This is my Pause for Thought from today's Roger Royle programme on Radio 2.
Reproduced on the Hopeful Imagination blog with kind permission from the BBC. You can listen again here, 30 minutes into the show.
Good morning, and happy Christmas.
It’s a strange day, Christmas day, isn’t it? I mean, at one level it’s a day like any other, falling rather predictably between the 24th and 26th days of the 12th month. But at another level it’s a day like no other.
We’ve been building up to it for weeks, months even, and the sense of anticipation has been mounting inexorably. From garish grottos in garden centres, to cheesy canned Christmas music round every corner, there has been no escaping the increasingly imminent arrival of Christmas day itself.
And now it’s here, it’s arrived. So happy Christmas.

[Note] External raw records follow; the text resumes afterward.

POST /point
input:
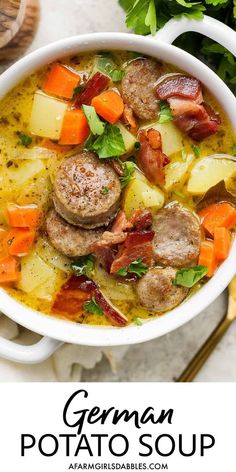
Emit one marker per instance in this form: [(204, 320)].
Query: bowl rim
[(111, 336)]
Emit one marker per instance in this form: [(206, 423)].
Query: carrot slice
[(207, 257), (23, 216), (222, 243), (75, 128), (18, 241), (109, 105), (9, 269), (219, 215), (61, 81)]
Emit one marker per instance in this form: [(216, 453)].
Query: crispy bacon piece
[(76, 291), (129, 119), (179, 86), (184, 96), (141, 219), (151, 159), (138, 244), (97, 84)]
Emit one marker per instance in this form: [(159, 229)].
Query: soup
[(117, 188)]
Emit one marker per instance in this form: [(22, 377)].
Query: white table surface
[(162, 359)]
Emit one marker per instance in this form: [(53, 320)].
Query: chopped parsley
[(165, 114), (96, 125), (190, 276), (109, 144), (92, 307), (196, 150), (83, 265), (128, 169), (136, 267), (25, 139)]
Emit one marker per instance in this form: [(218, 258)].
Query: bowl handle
[(33, 354), (208, 26)]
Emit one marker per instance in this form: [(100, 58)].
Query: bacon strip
[(184, 96), (76, 291), (138, 244), (179, 86)]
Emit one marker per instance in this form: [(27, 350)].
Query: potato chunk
[(208, 172), (47, 116)]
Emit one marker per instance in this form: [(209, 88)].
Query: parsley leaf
[(196, 150), (165, 114), (83, 265), (95, 124), (190, 276), (109, 144), (93, 307), (128, 168), (136, 267), (106, 65), (25, 139)]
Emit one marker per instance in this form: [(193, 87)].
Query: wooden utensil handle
[(203, 354)]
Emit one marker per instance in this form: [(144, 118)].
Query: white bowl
[(56, 330)]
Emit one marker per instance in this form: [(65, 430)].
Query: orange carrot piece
[(18, 241), (61, 81), (109, 105), (222, 243), (9, 269), (207, 257), (75, 128), (219, 215), (23, 216)]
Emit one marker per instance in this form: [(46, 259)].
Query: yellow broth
[(15, 186)]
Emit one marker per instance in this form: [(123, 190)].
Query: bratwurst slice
[(157, 292), (86, 191), (70, 240), (177, 237), (138, 88)]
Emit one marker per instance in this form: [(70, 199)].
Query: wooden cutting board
[(18, 24)]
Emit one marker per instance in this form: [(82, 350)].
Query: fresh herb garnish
[(128, 169), (190, 276), (109, 144), (83, 265), (148, 16), (136, 267), (136, 320), (95, 124), (77, 91), (196, 150), (106, 65), (165, 114), (104, 190), (93, 307), (25, 139)]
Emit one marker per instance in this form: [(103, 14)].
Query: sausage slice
[(156, 291), (67, 239), (86, 191), (177, 237), (138, 88)]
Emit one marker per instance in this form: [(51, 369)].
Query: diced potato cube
[(47, 116), (34, 272), (141, 194), (177, 172), (128, 137), (208, 172), (171, 137)]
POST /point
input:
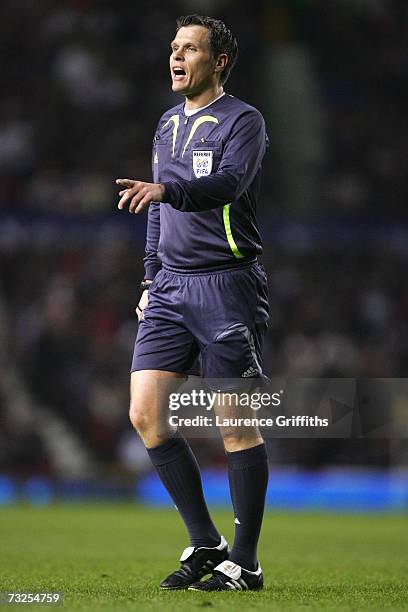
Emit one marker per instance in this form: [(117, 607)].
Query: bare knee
[(139, 419), (240, 438)]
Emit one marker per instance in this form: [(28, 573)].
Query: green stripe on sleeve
[(227, 227)]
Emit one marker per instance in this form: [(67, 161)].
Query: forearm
[(202, 194)]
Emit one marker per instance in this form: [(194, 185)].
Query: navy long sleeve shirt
[(210, 166)]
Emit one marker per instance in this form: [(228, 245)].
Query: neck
[(204, 98)]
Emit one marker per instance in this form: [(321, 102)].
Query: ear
[(221, 62)]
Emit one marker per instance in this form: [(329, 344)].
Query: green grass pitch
[(112, 557)]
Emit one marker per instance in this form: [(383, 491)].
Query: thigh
[(149, 403)]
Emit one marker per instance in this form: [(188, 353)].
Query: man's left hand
[(139, 194)]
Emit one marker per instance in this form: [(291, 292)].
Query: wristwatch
[(145, 284)]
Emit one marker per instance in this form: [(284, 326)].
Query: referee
[(204, 306)]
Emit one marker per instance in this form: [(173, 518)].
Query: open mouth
[(178, 73)]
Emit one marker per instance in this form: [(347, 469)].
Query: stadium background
[(83, 85)]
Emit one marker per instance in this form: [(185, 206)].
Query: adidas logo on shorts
[(249, 372)]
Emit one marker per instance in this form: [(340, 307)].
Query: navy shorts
[(205, 324)]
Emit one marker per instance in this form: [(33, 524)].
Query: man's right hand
[(144, 299)]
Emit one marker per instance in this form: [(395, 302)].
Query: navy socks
[(180, 474), (248, 479)]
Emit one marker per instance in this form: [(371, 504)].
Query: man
[(204, 295)]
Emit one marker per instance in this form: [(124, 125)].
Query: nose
[(177, 56)]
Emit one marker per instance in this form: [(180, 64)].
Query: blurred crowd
[(84, 84)]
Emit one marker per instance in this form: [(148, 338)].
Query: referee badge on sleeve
[(202, 163)]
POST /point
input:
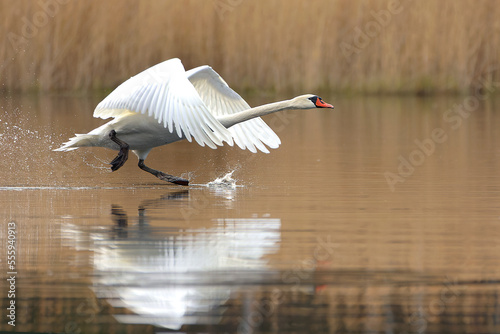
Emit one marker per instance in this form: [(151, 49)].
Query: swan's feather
[(221, 100), (164, 92)]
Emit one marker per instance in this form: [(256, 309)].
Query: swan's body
[(165, 104)]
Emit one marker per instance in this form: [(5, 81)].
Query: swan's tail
[(80, 140)]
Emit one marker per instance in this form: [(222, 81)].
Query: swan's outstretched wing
[(164, 92), (222, 100)]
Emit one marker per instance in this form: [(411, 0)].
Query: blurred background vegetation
[(358, 46)]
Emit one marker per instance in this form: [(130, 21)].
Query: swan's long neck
[(245, 115)]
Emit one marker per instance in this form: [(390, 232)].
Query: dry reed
[(276, 45)]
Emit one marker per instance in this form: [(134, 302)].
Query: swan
[(165, 103)]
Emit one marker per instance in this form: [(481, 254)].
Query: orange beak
[(322, 104)]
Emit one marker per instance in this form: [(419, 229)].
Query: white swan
[(165, 103)]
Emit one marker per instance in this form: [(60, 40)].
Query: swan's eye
[(314, 99)]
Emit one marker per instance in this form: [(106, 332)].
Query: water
[(382, 215)]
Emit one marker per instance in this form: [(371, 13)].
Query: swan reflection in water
[(171, 277)]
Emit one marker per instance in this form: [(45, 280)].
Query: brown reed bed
[(375, 46)]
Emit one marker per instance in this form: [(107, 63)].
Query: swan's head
[(310, 101)]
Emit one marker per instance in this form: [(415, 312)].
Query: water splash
[(226, 181)]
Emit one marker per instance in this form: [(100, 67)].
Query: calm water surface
[(382, 215)]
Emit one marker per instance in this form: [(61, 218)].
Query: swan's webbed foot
[(163, 176), (122, 156)]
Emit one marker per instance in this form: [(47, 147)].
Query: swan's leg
[(163, 176), (122, 154)]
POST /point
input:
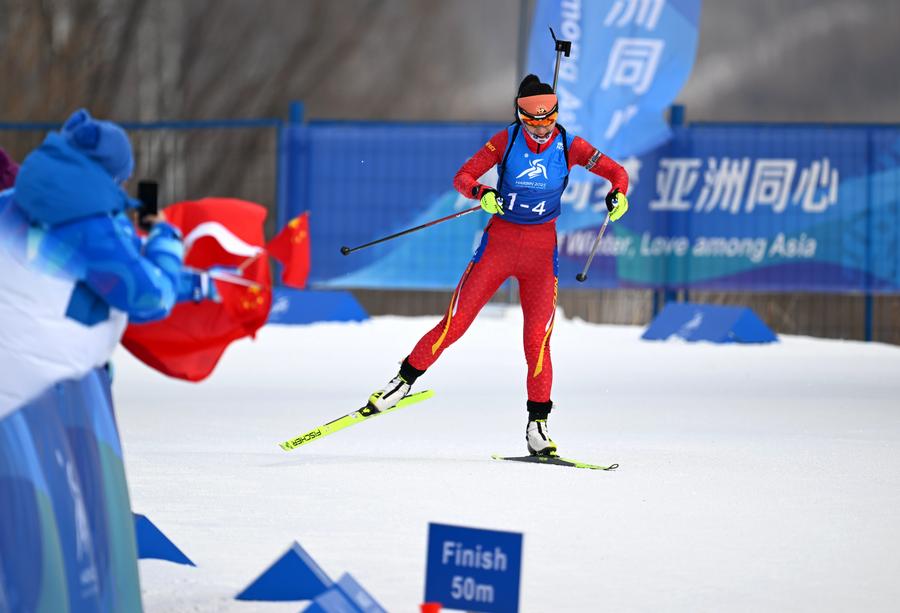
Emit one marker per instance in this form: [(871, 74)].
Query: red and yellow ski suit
[(526, 251)]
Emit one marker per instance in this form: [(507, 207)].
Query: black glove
[(612, 199)]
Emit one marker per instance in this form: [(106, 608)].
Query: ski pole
[(561, 47), (580, 277), (349, 250)]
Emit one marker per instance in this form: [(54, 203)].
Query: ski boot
[(396, 388), (537, 437)]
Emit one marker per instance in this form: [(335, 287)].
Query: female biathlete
[(533, 155)]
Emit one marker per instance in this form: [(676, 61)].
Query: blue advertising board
[(472, 569), (720, 207), (628, 62)]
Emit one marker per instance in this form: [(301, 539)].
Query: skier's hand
[(491, 202), (616, 204)]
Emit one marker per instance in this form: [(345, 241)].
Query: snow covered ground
[(752, 478)]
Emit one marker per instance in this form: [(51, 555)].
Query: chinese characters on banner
[(742, 185), (612, 89)]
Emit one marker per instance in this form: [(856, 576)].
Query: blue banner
[(719, 207), (629, 60), (471, 569)]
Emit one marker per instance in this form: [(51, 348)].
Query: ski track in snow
[(752, 478)]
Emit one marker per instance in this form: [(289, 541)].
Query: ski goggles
[(538, 111)]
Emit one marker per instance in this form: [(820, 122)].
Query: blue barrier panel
[(355, 593), (707, 322), (66, 537), (153, 544), (331, 601), (293, 306), (294, 576)]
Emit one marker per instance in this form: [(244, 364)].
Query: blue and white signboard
[(470, 569)]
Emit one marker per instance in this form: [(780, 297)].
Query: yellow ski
[(351, 419)]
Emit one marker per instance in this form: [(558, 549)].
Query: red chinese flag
[(291, 248), (189, 343)]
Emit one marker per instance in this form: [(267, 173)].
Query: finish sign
[(470, 569)]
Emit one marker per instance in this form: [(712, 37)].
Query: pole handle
[(582, 276)]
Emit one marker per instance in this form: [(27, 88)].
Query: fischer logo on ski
[(350, 419)]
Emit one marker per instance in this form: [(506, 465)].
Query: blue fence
[(759, 208)]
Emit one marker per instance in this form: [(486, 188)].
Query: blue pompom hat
[(102, 141)]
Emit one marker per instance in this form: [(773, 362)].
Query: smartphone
[(148, 194)]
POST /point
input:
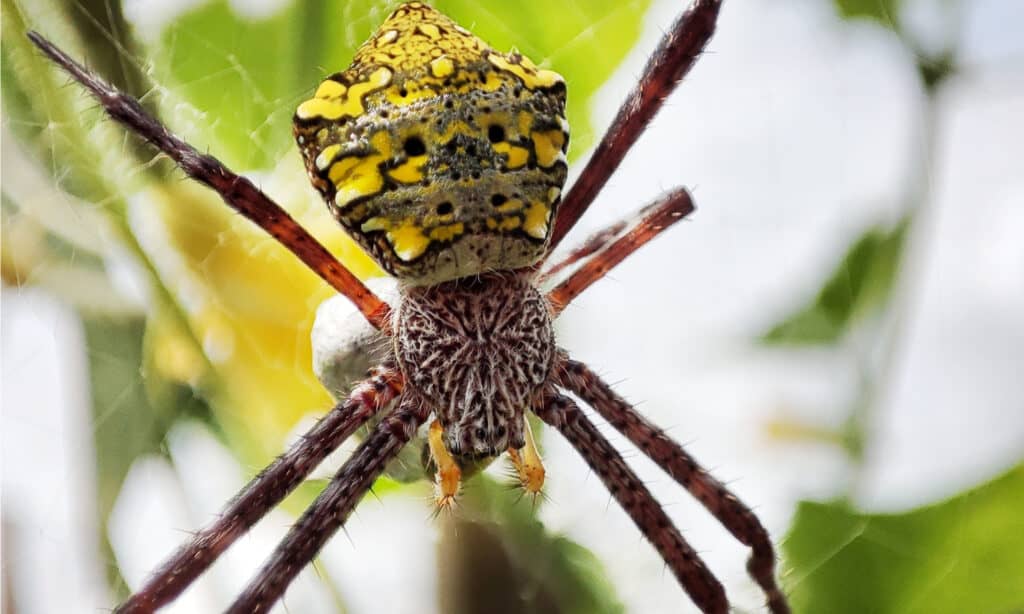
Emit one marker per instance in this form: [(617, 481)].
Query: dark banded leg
[(674, 57), (331, 509), (265, 491), (704, 588), (239, 192), (654, 218), (671, 456)]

And what, I wonder, will today hold? Giving? Receiving?; Eating? Drinking?; Family? Loneliness?; Happiness? Sadness? For each of us, today will bring a unique mixture of emotions and activities. But then, as quickly as it began, it’ll all be over. The day passes, and we wonder where on earth it went.
And also, we might wonder, what on earth it meant? Dinah Washington famously sang ‘What a difference a day makes’, and we might well ask this as a question of Christmas day. Just what difference does this one day make?
Within the Christian tradition, Christmas is a day of celebration, but it’s also a day of remembrance. It points back in time to another day, long past, when a young woman gave birth to a child. Just another day, just another birth. And yet Christians believe that that day, that that birth, in some way changed everything. The birth-day of Jesus, one moment in history, one day among many, is celebrated as the moment history changed, the moment God became human.
The Canadian singer Bruce Cockburn puts it beautifully in his song Cry of a tiny babe: Like a stone on the surface of a still river, Driving the ripples on forever, Redemption rips through the surface of time in the cry of a tiny babe.